I explained what this Dockerfile achieves in the 2nd post referenced above. The ADD instructions will copy all the files in the tests directory to the directory called /root/selenium/tests, and will copy run_all_selenium_tests.sh to /root/selenium. The ENV variable TARGET represents the URL against which we want to run our Selenium tests. It is set by default to somedomain.example.com, and is used as the first argument when running run_all_selenium_tests.sh in the CMD instruction.

At this point, I checked in the selenium-docker directory and all files and directories under it into a Github repository I will call 'devops'.

5) Create a new Jenkins project (I usually create a New Item and copy it from an existing project).
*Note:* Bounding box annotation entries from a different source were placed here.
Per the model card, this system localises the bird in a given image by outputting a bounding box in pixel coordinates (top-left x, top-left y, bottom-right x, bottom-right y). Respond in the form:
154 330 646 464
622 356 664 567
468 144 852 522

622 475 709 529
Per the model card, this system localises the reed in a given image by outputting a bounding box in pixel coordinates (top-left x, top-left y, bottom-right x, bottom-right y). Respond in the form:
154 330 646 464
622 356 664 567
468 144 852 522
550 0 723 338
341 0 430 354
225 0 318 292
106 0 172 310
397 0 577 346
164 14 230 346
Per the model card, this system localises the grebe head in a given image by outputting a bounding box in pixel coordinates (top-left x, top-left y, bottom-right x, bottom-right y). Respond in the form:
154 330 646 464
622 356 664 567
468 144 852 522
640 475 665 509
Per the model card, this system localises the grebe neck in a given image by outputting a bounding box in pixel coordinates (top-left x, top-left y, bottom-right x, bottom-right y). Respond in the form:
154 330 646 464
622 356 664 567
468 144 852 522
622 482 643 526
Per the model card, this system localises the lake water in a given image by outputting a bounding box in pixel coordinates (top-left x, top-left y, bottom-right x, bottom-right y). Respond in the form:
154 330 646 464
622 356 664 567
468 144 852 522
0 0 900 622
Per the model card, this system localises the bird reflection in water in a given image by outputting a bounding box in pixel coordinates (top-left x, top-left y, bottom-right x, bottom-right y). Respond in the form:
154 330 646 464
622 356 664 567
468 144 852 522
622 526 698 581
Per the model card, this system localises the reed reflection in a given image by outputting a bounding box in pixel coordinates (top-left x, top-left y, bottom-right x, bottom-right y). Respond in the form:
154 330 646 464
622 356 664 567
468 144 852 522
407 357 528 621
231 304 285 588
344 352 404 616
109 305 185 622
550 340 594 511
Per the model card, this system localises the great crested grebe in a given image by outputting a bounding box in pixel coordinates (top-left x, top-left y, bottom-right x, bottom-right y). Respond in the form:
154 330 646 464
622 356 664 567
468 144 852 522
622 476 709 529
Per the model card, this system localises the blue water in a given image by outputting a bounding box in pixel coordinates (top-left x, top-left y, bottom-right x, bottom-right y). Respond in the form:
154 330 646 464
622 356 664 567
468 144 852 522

I specified that the build is parameterized and I indicated a choice parameter called TARGET_HOST with a few host/domain names that I want to test. I also specified Git as the Source Code Management type, and I indicated the URL of the devops repository on Github. Most of the action of course happens in the Jenkins build step, which in my case is of type "Execute shell". Here it is:

#!/bin/bash

set +e

IMAGE_NAME=selenium-wd:v1

cd $WORKSPACE/selenium-docker

# build the image out of the Dockerfile in the current directory
/usr/bin/docker build -t $IMAGE_NAME .

# run a container based on the image
CONTAINER_ID=`/usr/bin/docker run -d -e "TARGET=$TARGET_HOST" $IMAGE_NAME`

echo CONTAINER_ID=$CONTAINER_ID
  
# while the container is still running, sleep and check logs; repeat every 40 sec
while [ $? -eq 0 ];
do
  sleep 40
  /usr/bin/docker logs $CONTAINER_ID
  /usr/bin/docker ps | grep $IMAGE_NAME
done

# docker logs sends errors to stderr so we need to save its output to a file first
/usr/bin/docker logs $CONTAINER_ID > d.out 2>&1

# remove the container so they don't keep accumulating
docker rm $CONTAINER_ID

# mark jenkins build as failed if log output contains FAILED
grep "FAILED" d.out

if [[ $? -eq 0 ]]; then  
  rm d.out 
  exit 1
else
  rm d.out
  exit 0
fi

Some notes:
  • it is recommended that you specify #!/bin/bash as the 1st line of your script, to make sure that bash is the shell that is being used
  • use set +e if you want the Jenkins shell script to continue after hitting a non-zero return code (the default behavior is for the script to stop on the first line it encounters an error and for the build to be marked as failed; subsequent lines won't get executed, resulting in much pulling of hair)
  • the Jenkins script will build a new image every time it runs, so that we make sure we have updated Selenium scripts in place
  • when running the container via docker run, we specify -e "TARGET=$TARGET_HOST" as an extra command line argument. This will override the ENV variable named TARGET in the Dockerfile with the value received from the Jenkins multiple choice dropdown for TARGET_HOST
  • the main part of the shell script stays in a while loop that checks for the return code of "/usr/bin/docker ps | grep $IMAGE_NAME". This is so we wait for all the Selenium tests to finish, at which point docker ps will not show the container running anymore (you can still see the container by running docker ps -a)
  • once the tests finish, we save the stdout and stderr of the docker logs command for our container to a file (this is so we capture both stdout and stderr; at first I tried something like docker logs $CONTAINER_ID | grep FAILED but this was never successful, because it was grep-ing against stdout, and errors are sent to stderr)
  • we grep the file (d.out) for the string FAILED and if we find it, we exit with code 1, i.e. unsuccessful as far as Jenkins is concerned. If we don't find it, we exit successfully with code 0.